Mr. Jupp 39, Mrs. Jupp 34, Julia 14, and Joe 13; Mr. Simkin 42; Mrs. Simkin 40; Sophy 10; and Sammy 8.

[50.—THE BAG OF NUTS.—solution]

It will be found that when Herbert takes twelve, Robert and Christopher will take nine and fourteen respectively, and that they will have together taken thirty-five nuts. As 35 is contained in 770 twenty-two times, we have merely to multiply 12, 9, and 14 by 22 to discover that Herbert's share was 264, Robert's 198, and Christopher's 308. Then, as the total of their ages is 17½ years or half the sum of 12, 9, and 14, their respective ages must be 6, 4½, and 7 years.

[51.—HOW OLD WAS MARY?—solution]

The age of Mary to that of Ann must be as 5 to 3. And as the sum of their ages was 44, Mary was 27½ and Ann 16½. One is exactly 11 years older than the other.

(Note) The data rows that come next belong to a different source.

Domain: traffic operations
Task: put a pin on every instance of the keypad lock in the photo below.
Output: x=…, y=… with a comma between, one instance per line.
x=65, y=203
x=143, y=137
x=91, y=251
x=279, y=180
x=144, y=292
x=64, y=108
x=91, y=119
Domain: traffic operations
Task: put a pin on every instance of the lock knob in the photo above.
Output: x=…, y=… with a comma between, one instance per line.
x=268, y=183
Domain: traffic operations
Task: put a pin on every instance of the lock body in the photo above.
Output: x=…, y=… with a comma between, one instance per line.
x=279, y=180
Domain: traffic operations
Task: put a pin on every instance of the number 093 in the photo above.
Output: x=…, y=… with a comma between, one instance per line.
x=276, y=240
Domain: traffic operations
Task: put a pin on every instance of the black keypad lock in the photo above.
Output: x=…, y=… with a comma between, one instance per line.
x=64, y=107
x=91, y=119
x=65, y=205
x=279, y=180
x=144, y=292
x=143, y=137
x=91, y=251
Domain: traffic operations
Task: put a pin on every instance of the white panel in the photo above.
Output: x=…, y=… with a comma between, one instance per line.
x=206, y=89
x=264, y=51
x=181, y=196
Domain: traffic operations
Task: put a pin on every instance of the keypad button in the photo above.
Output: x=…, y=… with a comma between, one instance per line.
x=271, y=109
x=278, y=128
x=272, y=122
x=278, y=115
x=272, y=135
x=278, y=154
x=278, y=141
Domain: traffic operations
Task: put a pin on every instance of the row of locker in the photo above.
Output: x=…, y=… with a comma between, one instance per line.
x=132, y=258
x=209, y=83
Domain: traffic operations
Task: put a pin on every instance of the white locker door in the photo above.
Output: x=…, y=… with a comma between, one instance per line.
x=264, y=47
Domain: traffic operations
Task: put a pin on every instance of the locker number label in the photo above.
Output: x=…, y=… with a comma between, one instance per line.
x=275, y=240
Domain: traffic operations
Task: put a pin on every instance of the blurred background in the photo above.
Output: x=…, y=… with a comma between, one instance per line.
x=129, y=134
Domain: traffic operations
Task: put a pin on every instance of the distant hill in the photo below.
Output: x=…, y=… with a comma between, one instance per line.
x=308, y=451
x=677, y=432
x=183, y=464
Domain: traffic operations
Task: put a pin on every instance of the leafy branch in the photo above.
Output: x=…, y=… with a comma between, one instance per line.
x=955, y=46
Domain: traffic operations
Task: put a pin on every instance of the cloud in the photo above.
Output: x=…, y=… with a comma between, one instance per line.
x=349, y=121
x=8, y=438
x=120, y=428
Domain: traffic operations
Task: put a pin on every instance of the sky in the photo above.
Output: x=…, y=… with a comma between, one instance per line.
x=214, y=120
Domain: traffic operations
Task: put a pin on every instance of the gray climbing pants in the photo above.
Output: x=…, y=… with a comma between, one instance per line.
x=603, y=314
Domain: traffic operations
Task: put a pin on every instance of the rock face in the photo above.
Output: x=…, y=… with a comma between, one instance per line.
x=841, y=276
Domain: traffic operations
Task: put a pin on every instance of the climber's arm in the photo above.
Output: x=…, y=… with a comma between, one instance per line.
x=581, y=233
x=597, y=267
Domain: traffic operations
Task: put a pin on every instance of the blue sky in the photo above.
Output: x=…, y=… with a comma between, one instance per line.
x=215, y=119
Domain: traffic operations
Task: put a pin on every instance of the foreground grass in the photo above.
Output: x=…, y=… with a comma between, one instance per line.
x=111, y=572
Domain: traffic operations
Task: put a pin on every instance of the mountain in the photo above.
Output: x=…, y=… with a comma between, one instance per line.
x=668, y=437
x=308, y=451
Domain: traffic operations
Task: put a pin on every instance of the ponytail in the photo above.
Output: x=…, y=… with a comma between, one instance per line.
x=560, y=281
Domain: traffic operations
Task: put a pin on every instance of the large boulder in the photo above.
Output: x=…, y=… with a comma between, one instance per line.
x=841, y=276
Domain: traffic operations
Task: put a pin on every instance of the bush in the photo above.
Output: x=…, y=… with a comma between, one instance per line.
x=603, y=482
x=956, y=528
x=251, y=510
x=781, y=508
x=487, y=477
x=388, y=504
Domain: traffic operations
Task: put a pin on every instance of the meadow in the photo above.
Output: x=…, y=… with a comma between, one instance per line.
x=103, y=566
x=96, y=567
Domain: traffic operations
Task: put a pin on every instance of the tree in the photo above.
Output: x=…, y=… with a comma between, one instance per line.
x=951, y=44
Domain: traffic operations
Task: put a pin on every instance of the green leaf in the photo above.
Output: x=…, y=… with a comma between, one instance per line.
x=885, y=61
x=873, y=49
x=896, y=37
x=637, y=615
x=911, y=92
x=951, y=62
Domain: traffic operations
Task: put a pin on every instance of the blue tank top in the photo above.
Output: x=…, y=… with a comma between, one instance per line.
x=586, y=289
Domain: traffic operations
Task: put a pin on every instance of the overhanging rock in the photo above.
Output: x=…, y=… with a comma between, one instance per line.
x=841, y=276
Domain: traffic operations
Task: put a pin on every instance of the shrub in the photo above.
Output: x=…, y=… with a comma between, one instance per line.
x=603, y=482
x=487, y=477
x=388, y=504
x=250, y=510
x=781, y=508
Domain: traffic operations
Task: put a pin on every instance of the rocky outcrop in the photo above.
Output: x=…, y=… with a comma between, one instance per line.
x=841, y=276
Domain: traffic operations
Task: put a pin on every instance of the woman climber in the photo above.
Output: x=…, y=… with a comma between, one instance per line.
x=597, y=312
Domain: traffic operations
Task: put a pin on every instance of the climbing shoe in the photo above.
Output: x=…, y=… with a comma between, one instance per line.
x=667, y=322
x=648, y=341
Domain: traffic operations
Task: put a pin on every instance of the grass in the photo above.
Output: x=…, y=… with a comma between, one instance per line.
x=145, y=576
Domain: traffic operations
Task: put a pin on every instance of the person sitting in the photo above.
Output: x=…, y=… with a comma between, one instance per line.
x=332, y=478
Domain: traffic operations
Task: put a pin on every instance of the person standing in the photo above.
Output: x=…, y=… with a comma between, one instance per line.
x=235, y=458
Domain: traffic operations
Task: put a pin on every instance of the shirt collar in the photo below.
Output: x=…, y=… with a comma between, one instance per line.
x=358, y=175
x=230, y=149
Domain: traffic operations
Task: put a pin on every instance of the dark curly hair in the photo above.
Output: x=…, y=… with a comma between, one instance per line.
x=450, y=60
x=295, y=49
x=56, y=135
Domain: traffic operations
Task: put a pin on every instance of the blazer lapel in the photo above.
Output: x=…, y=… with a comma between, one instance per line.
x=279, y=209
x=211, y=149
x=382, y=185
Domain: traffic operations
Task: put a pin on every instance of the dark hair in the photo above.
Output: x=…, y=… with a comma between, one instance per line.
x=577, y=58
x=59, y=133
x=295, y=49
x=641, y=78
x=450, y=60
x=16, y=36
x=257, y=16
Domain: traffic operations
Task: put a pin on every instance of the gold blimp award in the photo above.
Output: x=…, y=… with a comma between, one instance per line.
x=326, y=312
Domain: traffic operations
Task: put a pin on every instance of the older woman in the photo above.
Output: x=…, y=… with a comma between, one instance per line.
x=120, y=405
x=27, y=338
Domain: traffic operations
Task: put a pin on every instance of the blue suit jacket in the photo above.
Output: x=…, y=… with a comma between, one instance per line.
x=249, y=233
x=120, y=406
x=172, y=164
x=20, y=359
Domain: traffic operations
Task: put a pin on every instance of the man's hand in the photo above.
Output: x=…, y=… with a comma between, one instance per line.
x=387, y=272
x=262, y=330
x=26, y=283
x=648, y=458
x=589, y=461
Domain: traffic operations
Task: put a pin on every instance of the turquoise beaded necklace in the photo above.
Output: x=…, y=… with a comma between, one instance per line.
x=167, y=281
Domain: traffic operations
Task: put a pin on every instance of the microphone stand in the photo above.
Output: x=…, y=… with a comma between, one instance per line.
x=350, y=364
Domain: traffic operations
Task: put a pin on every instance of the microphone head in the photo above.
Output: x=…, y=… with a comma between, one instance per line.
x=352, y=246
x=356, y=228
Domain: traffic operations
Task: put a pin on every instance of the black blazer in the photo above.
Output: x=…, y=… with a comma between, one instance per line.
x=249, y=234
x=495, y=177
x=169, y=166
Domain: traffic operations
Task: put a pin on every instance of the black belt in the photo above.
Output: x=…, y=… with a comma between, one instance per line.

I will now insert in brackets in the original statement the various ages specified: "Mary is (27½) twice as old as Ann was (13¾) when Mary was half as old (24¾) as Ann will be (49½) when Ann is three times as old (49½) as Mary was (16½) when Mary was (16½) three times as old as Ann (5½)." Now, check this backwards. When Mary was three times as old as Ann, Mary was 16½ and Ann 5½ (11 years younger). Then we get 49½ for the age Ann will be when she is three times as old as Mary was then. When Mary was half this she was 24¾. And at that time Ann must have been 13¾ (11 years younger). Therefore Mary is now twice as old—27½, and Ann 11 years younger—16½.

[52.—QUEER RELATIONSHIPS.—solution]

If a man marries a woman, who dies, and he then marries his deceased wife's sister and himself dies, it may be correctly said that he had (previously) married the sister of his widow.